Nach dem Zweiten Staatsexamen trat er 1968 in den Staatsdienst ein. Ab 1970 war er Richter am Sozialgericht Augsburg, wechselte 1973 nach München, wo er 1980 am Landessozialgericht aufstieg in die Berufungsinstanz. „Das war eine schöne Zeit“, erinnert er sich, das Gericht befand sich in der Ludwigstraße, und der Englische Garten war nicht weit!“ Arbeitsunfälle, Unfallleistungen der Versicherungen, Probleme der Kassenärzte behandelte sein Gericht, und, so betont Ludwig Hierl, „gerade in Zeiten wachsender sozialen Not ist es wichtig, dass man vor Gericht klagen kann“. Wenn ein Arbeiter vom Gerüst fällt und die Unfallversicherung nicht zahlen will, weil er angeblich ein Tragl Bier getrunken hat, führt Ludwig Hierl als Beispiel an, dann kann der Bürger, wenn er die Ablehnung für ungerecht hält, zum Sozialgericht gehen, in einem gerichtskostenfreien Verfahren.

Zum Vorsitzenden Richter am Landessozialgericht befördert wurde Ludwig Hierl 1989. Dort bearbeitete er hauptsächlich Fälle aus dem Kassenarztrecht, wenn es um Auseinandersetzungen zwischen der Kassenärztlicher Vereinigung und Kassenärzten z.B. um Honorarkürzungen ging.

Dann kam 1992 der Sprung nach Sachsen.

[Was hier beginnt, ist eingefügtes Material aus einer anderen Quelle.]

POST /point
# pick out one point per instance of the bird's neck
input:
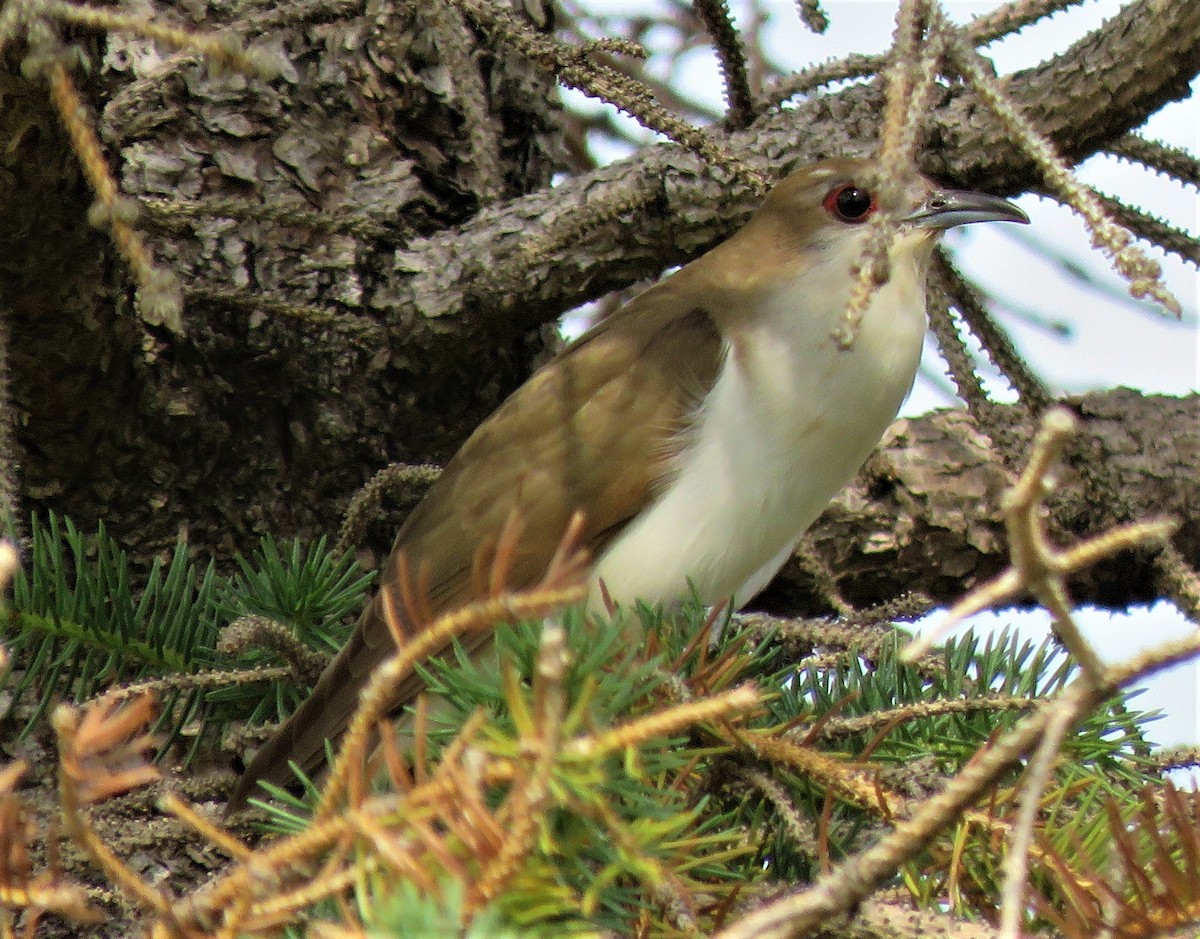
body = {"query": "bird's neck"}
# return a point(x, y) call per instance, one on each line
point(791, 417)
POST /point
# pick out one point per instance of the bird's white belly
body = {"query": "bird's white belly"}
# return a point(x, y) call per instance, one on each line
point(787, 424)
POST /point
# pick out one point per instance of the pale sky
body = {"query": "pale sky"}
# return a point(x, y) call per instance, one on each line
point(1111, 341)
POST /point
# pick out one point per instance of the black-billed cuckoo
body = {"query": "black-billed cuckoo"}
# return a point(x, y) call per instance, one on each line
point(700, 429)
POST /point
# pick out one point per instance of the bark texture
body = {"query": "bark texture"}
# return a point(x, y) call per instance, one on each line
point(924, 513)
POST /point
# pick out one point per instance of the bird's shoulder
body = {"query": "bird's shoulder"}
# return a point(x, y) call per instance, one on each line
point(595, 428)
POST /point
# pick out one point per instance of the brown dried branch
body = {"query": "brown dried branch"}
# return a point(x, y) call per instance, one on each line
point(21, 889)
point(102, 754)
point(1013, 17)
point(540, 729)
point(1151, 885)
point(1144, 275)
point(1156, 231)
point(732, 58)
point(377, 697)
point(576, 69)
point(159, 292)
point(1158, 156)
point(853, 880)
point(1038, 567)
point(1033, 393)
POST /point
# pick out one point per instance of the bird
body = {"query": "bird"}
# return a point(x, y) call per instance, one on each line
point(697, 431)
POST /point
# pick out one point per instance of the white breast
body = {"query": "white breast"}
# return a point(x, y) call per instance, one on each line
point(787, 424)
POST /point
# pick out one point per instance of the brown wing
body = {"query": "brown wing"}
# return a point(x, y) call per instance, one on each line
point(616, 398)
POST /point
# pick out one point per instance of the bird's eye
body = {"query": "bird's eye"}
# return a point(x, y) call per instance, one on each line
point(850, 204)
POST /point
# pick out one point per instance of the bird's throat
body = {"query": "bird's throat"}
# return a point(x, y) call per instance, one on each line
point(790, 419)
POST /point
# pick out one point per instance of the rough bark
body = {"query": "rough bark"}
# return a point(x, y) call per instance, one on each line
point(924, 513)
point(257, 422)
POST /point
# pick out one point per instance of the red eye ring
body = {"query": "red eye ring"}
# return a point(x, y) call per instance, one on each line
point(850, 203)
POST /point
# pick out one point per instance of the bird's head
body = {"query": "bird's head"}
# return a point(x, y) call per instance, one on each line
point(821, 211)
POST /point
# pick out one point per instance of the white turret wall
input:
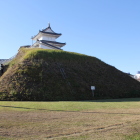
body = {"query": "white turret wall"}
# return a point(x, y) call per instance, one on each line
point(47, 38)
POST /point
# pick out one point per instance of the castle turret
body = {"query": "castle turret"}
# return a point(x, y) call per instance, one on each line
point(46, 39)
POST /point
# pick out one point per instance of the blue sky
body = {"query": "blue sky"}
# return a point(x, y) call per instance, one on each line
point(106, 29)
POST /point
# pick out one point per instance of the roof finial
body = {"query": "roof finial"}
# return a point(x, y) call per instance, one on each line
point(49, 24)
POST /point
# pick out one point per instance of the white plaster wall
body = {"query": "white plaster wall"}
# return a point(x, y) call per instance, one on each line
point(47, 38)
point(137, 76)
point(48, 30)
point(44, 47)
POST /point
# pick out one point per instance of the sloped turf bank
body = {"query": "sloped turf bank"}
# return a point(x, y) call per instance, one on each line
point(52, 75)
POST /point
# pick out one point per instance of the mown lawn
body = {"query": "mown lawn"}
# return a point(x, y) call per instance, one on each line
point(117, 119)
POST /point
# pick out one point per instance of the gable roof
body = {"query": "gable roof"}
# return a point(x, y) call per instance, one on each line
point(51, 45)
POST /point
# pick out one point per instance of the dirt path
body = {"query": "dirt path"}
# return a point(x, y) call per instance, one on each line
point(101, 124)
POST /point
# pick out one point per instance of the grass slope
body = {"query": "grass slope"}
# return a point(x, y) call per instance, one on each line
point(50, 75)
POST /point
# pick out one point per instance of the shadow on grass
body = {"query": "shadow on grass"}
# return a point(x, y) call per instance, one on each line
point(72, 111)
point(115, 100)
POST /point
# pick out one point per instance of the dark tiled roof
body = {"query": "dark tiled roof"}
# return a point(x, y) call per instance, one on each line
point(46, 33)
point(48, 28)
point(52, 42)
point(50, 33)
point(51, 45)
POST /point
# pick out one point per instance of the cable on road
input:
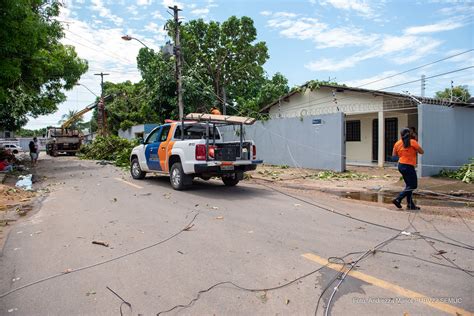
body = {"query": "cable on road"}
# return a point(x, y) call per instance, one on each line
point(438, 252)
point(102, 262)
point(359, 219)
point(198, 296)
point(124, 302)
point(332, 259)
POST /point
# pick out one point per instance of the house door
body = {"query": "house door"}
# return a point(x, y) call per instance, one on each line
point(391, 137)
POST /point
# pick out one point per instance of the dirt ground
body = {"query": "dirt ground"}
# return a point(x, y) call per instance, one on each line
point(369, 185)
point(15, 202)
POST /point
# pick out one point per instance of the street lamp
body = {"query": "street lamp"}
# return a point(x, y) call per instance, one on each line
point(129, 38)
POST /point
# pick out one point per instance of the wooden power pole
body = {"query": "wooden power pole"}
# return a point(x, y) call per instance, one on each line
point(179, 65)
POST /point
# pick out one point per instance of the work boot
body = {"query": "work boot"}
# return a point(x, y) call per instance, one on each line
point(397, 203)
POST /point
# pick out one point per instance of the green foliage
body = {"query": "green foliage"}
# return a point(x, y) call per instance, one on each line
point(30, 133)
point(70, 114)
point(110, 148)
point(458, 93)
point(465, 173)
point(35, 67)
point(265, 91)
point(225, 55)
point(215, 56)
point(315, 84)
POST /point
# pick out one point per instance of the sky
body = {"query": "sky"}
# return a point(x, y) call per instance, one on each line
point(354, 42)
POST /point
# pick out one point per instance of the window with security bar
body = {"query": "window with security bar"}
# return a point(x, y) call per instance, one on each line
point(353, 131)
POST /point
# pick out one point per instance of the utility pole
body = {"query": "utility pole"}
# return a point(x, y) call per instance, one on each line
point(224, 101)
point(178, 55)
point(452, 87)
point(102, 116)
point(423, 85)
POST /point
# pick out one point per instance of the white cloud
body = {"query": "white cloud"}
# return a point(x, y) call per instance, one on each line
point(424, 47)
point(362, 7)
point(144, 2)
point(171, 3)
point(433, 28)
point(293, 26)
point(378, 83)
point(398, 49)
point(326, 64)
point(98, 5)
point(202, 11)
point(157, 15)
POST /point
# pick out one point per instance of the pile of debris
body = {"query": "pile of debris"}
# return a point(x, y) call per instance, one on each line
point(109, 148)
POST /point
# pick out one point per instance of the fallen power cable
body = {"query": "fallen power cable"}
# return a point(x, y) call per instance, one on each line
point(330, 260)
point(359, 219)
point(70, 271)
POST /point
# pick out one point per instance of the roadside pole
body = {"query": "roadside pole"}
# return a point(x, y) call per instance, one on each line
point(178, 55)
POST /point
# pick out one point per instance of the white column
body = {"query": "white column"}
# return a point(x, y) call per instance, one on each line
point(381, 153)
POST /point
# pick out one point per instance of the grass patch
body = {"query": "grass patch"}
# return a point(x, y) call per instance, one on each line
point(465, 173)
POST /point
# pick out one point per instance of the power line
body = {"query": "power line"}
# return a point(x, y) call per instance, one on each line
point(415, 68)
point(434, 76)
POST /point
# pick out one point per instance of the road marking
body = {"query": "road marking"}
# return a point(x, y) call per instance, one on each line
point(417, 297)
point(129, 183)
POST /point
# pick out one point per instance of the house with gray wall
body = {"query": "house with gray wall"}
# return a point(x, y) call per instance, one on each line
point(372, 123)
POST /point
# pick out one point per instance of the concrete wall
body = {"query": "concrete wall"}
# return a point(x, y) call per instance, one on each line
point(321, 101)
point(447, 136)
point(298, 142)
point(361, 152)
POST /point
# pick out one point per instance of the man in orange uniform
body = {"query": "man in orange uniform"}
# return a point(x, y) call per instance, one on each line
point(406, 149)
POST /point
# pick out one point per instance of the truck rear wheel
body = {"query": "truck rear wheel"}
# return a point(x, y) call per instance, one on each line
point(135, 170)
point(230, 180)
point(179, 180)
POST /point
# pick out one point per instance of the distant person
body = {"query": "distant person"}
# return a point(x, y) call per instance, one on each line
point(33, 146)
point(406, 149)
point(413, 133)
point(5, 166)
point(215, 111)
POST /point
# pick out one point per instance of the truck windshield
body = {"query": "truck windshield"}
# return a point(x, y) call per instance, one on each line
point(196, 131)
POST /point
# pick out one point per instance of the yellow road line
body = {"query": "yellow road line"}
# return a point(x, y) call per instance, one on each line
point(129, 183)
point(417, 297)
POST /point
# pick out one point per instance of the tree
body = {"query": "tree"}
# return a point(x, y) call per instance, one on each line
point(265, 92)
point(69, 115)
point(34, 66)
point(458, 93)
point(225, 55)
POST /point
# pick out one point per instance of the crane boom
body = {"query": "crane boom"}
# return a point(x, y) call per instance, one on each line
point(88, 108)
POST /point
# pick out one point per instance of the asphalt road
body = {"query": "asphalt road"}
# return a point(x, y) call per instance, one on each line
point(251, 235)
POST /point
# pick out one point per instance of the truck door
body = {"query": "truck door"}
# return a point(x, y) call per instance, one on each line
point(152, 144)
point(163, 148)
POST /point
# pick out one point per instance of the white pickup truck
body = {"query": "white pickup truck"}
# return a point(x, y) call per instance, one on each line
point(198, 152)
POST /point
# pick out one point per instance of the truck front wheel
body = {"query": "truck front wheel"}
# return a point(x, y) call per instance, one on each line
point(179, 180)
point(230, 180)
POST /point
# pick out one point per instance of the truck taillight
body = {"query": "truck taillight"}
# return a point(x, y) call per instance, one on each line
point(200, 152)
point(212, 151)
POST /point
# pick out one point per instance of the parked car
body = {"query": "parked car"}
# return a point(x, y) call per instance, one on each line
point(199, 151)
point(14, 149)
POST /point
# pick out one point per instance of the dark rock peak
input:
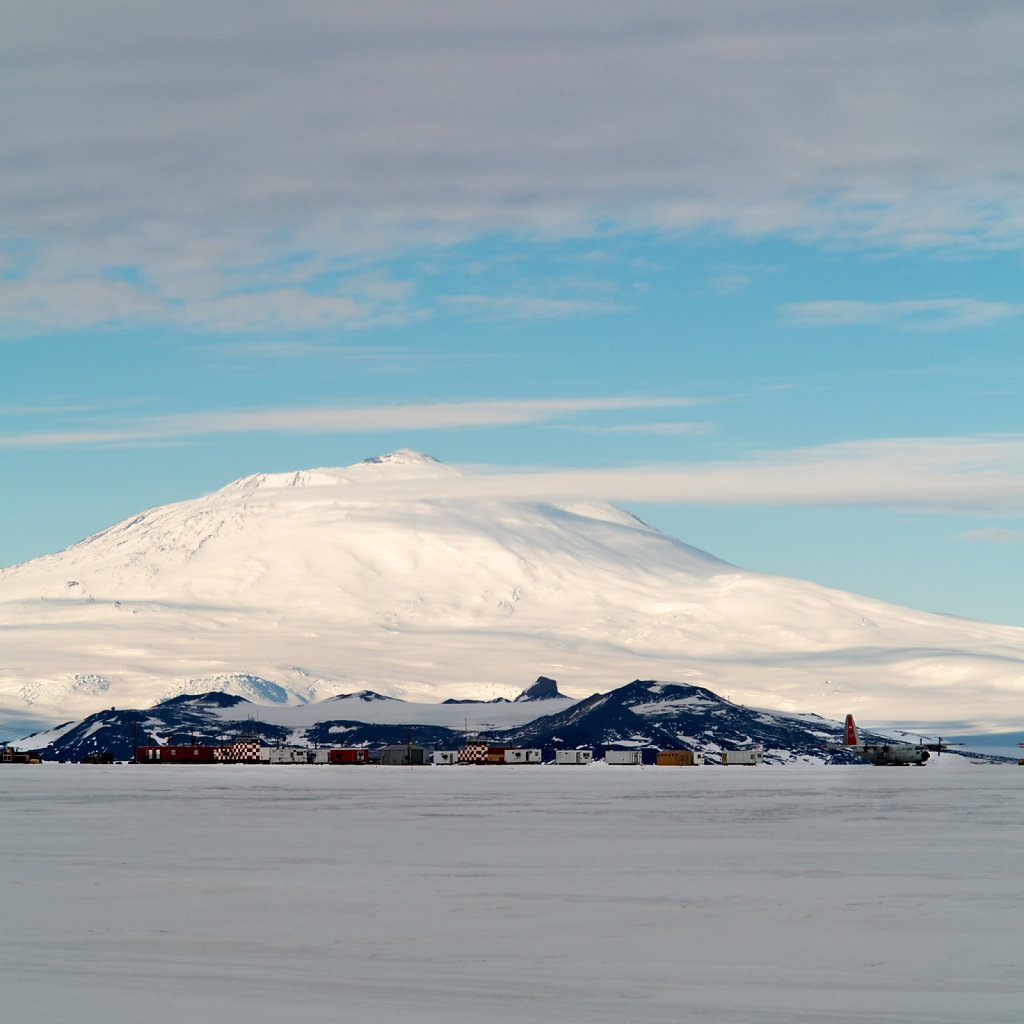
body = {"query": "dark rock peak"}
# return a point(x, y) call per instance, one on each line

Nach dem Fall der Mauer und der Wiedervereinigung musste in den neuen Bundesländern die Gerichtsbarkeit nach sozialstaatlichen Richtlinien komplett neu organisiert werden, und Ludwig Hierl war zuständig für den Aufbau der Sozialgerichtsbarkeit in ganz Sachsen. „Ich erhielt ein kleines Büro in Chemnitz, ein Telefon und einen einzigen Mitarbeiter – mich selbst!“ Heute hat das Sächsische Landessozialgericht sieben Senate mit 22 Richtern. Nach seiner rein richterlichen Tätigkeit in Bayern war Ludwig Hierl nun Manager geworden. Er organisierte den gesamten Aufbau „vom Briefkopf über das Personal bis zum Gerichtsgebäude“. Gerne erinnert er sich zurück an diese Zeit, denn Sachsen hatte schon damals nicht nur politisch eine gewisse Nähe zum „schwarzen“ Bayern entwickelt.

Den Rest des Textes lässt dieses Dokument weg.